Brennt ein Wald, sieht man, was passiert. Tiere flüchten, und wer zu langsam ist, der stirbt. Dabei bedeutet die Mahd einer Wiese vermutlich ein noch größeres Unglück für Tiere – nur fällt das kaum auf. „80 Prozent der zoologischen Biomasse werden durch die Mahd vernichtet“, sagt Ornithologe Unger. Zoologische Biomasse? Insekten, Mäuse, junge Vögel, auch größere Tiere, die sich verstecken.
Dem Uhu kommt die Beute abhanden. Entsprechend größer muss sein Jagdrevier werden. Früher maß es in Thüringen zwölf Quadratkilometer, heute sind es 250 Quadratkilometer.
Trotzdem leben in Thüringen zurzeit mehr Uhus als jemals zuvor: 110 Brutpaare, dazu einzelne Vögel, insgesamt gut 300 Tiere.
1950 lebten in Thüringen 20. Im Jahr 2015 hockten sogar 75 junge Uhus in den Horsten. Thüringen-Rekord!
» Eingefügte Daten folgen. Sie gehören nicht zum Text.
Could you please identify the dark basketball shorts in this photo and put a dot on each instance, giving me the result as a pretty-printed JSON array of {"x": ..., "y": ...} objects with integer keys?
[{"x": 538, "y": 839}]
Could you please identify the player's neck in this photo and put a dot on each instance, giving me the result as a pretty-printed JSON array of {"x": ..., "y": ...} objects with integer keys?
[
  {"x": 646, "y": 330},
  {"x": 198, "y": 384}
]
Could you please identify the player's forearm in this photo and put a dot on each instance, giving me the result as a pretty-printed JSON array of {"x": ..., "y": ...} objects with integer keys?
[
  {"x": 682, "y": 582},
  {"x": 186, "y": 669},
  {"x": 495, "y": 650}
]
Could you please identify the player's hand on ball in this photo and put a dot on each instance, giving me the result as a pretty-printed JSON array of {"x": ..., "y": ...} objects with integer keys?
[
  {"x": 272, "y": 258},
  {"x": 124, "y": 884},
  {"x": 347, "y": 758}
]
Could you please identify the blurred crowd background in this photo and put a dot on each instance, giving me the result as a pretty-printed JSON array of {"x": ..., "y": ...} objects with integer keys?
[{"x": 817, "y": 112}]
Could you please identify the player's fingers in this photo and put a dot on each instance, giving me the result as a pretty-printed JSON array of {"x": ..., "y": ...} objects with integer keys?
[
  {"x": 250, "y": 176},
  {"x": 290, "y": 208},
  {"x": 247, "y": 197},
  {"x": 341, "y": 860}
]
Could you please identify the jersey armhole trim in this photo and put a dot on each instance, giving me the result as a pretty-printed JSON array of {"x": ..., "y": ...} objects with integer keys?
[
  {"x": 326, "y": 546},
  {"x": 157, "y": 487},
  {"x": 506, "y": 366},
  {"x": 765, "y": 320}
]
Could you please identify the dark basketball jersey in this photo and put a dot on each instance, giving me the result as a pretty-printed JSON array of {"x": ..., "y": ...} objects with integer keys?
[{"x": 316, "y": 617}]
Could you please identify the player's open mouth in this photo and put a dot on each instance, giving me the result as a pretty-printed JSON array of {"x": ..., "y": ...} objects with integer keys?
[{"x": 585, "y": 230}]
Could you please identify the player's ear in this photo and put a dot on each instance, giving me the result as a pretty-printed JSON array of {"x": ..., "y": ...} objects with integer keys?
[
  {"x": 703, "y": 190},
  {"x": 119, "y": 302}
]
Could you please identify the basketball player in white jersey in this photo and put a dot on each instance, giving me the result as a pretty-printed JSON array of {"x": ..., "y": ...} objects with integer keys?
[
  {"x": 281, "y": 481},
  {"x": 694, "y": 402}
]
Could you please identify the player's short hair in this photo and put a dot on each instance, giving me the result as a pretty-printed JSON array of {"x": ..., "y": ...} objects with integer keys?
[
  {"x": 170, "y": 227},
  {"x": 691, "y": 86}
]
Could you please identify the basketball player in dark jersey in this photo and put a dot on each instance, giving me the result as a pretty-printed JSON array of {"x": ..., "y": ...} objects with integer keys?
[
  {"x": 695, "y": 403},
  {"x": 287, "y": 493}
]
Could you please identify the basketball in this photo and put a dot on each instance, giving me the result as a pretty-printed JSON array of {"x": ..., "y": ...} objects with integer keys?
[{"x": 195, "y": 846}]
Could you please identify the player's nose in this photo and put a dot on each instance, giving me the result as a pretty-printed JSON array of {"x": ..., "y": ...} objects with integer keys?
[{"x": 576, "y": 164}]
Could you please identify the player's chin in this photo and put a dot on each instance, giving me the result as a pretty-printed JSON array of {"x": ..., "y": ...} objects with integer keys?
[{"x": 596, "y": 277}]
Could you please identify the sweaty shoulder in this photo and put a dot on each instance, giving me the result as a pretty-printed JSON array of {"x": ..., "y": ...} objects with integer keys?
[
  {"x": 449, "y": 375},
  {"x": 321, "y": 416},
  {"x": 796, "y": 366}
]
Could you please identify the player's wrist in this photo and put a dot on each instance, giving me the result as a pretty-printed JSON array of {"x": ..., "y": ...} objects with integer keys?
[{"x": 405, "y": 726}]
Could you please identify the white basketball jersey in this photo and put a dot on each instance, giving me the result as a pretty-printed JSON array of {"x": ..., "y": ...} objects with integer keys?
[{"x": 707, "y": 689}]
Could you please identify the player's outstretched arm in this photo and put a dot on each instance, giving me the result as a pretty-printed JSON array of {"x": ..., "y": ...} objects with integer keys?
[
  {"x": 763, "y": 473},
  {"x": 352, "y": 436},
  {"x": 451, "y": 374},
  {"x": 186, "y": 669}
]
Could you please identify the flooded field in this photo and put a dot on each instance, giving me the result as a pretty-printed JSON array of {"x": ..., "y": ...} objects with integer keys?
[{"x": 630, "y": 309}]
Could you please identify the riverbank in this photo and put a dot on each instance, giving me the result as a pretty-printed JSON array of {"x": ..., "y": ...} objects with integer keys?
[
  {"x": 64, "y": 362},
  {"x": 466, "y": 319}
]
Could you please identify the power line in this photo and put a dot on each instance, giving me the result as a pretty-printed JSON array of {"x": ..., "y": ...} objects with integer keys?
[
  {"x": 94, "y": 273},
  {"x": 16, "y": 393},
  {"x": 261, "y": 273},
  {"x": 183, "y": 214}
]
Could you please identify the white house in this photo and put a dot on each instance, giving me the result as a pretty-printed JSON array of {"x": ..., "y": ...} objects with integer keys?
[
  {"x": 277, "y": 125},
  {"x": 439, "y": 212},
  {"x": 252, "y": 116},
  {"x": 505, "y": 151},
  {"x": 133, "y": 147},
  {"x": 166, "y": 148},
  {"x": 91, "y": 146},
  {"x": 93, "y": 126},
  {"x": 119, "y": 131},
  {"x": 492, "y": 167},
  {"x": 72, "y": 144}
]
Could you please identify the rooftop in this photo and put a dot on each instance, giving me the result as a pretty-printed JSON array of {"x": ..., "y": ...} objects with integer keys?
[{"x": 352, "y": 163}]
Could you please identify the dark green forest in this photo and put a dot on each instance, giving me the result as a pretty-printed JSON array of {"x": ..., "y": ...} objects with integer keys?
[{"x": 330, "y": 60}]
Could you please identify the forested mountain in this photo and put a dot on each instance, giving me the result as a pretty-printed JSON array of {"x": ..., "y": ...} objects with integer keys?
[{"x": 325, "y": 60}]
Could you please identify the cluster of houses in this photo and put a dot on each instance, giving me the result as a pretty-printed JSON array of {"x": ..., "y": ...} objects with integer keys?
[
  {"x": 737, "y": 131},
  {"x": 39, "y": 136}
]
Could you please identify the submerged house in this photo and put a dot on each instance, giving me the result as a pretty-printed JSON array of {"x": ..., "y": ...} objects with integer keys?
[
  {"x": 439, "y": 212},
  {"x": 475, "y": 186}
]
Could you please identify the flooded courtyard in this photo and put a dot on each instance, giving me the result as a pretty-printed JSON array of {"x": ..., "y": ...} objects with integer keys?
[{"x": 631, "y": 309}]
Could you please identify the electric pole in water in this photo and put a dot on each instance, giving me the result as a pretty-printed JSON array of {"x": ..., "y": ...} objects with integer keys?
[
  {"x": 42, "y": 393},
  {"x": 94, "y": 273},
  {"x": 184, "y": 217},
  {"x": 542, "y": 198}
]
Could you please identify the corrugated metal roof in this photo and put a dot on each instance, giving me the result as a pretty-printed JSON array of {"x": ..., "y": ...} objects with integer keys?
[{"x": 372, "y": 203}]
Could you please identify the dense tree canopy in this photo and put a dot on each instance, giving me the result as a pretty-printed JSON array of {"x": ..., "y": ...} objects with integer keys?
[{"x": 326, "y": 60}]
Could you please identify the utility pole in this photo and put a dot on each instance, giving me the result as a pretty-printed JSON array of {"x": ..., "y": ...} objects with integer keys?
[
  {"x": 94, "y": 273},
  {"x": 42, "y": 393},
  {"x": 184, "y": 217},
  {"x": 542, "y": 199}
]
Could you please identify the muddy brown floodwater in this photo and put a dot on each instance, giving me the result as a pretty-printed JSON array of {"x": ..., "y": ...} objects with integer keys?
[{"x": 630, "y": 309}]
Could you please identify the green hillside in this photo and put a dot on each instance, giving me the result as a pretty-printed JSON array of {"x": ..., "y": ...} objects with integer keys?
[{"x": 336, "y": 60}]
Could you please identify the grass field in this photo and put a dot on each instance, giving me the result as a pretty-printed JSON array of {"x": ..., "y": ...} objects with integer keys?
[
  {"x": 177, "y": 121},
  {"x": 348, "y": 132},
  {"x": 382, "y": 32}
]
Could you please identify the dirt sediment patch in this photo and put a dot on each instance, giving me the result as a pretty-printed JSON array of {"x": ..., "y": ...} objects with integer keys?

Aber auf die Hoffnung folgten drei schlechte Jahre. Das UhuJahr 2018 ist sogar zum Gruseln. Thüringens Uhus brachten nur
14 Jungvögel zur Welt. „Davon leben jetzt noch zehn“, sagt Görner. Der Forscher fordert: „Der Uhu muss zurück auf die Rote Liste der vom Aussterben bedrohten Arten.“
Die Zahlen, die Görner seit 1973 wissenschaftlich erhebt, sprechen für sich: Jedes Jahr sterben in Thüringen im Durchschnitt 30 Uhus, 15 wachsen nach. Setzt sich das so fort, wird es nach Görners Langzeitprognose im Jahr 2050 nur noch 20 Uhus geben – so viele wie 1950.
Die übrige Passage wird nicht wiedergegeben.